Neanche una settimana dopo, il Museo londinese di Storia Naturale,
a cui erano stati inviati i calchi delle impronte, comunica
che le suddette non hanno nulla a che vedere con mostri, ma sono
state lasciate da zoccoli essiccati di ippopotamo (che ai quei
tempi erano usati come sostegno per gli ombrelloni da spiaggia).
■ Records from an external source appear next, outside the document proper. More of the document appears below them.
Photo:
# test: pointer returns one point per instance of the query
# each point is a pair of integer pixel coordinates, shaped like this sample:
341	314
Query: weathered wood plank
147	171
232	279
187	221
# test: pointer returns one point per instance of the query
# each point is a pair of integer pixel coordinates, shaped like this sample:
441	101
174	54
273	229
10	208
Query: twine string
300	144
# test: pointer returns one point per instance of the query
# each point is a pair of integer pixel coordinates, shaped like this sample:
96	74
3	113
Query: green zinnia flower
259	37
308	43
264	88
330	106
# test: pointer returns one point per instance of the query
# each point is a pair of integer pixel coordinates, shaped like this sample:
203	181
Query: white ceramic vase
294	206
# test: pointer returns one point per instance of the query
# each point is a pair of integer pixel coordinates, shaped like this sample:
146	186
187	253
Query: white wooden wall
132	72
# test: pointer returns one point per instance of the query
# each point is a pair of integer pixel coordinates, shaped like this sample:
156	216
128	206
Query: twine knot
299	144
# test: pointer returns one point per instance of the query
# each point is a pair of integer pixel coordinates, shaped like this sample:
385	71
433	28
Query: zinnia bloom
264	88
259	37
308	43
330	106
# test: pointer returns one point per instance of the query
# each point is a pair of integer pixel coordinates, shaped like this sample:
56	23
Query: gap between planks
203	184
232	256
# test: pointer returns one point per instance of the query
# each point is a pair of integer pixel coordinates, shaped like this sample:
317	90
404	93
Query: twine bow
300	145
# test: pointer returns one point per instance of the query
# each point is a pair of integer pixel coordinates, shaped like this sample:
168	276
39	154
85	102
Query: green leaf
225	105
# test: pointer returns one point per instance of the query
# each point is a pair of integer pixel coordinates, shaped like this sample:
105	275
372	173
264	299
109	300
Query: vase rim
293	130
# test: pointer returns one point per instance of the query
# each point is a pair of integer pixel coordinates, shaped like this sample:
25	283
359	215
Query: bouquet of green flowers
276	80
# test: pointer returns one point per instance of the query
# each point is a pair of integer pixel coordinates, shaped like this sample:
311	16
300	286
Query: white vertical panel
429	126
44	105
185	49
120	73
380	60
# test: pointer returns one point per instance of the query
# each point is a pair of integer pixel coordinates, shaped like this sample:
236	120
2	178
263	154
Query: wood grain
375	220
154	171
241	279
Per Marmaduke è uno smacco terribile. Ma la riabilitazione è
vicina: tre mesi dopo un medico londinese, Robert Wilson, consegna
al Daily Mail una prova inconfutabile: la storica foto in cui
dalla superficie del lago emerge il collo lunghissimo di una
specie di sauro preistorico.

L'ha
scattata, dice, per caso. Per questo l'immagine non è molto
chiara. Ma tanto basta per far nascere ufficialmente "Nessie". Da
quel giorno il lago non ha più avuto pace: curiosi e scienziati si
sono avvicendati sulle sue rive per trovare altre prove dell'
esistenza del mostro. Sonar e palombari, sommergibili e scandagli
hanno percorso in lungo e in largo le acque misteriose, ma ogni
volta Nessie si è fatto beffe dei suoi cacciatori e delle loro
apparecchiature. Sì, qualche volta è ancora apparso in qualche
immagine poco nitida o è spuntato in mezzo al lago in una sera
nebbiosa, ma nessuno è mai riuscito a mettergli il laccio al
collo.

Né,
probabilmente, mai ci riuscirà. Sì, perché l'ultimo discendente di
Marmaduke, il figliastro Christian Spurling, scomparso novantenne
nel novembre del 1993, prima di morire ha confessato che la famosa
foto di Nessie era un trucco: il mostro altro non era che un
sottomarino giocattolo a cui era stato incollato un collo
serpentino fatto di pasta di legno! Lo scherzo era stato ideato da
Marmaduke stesso per vendicarsi di coloro che avevano riso delle
sue impronte.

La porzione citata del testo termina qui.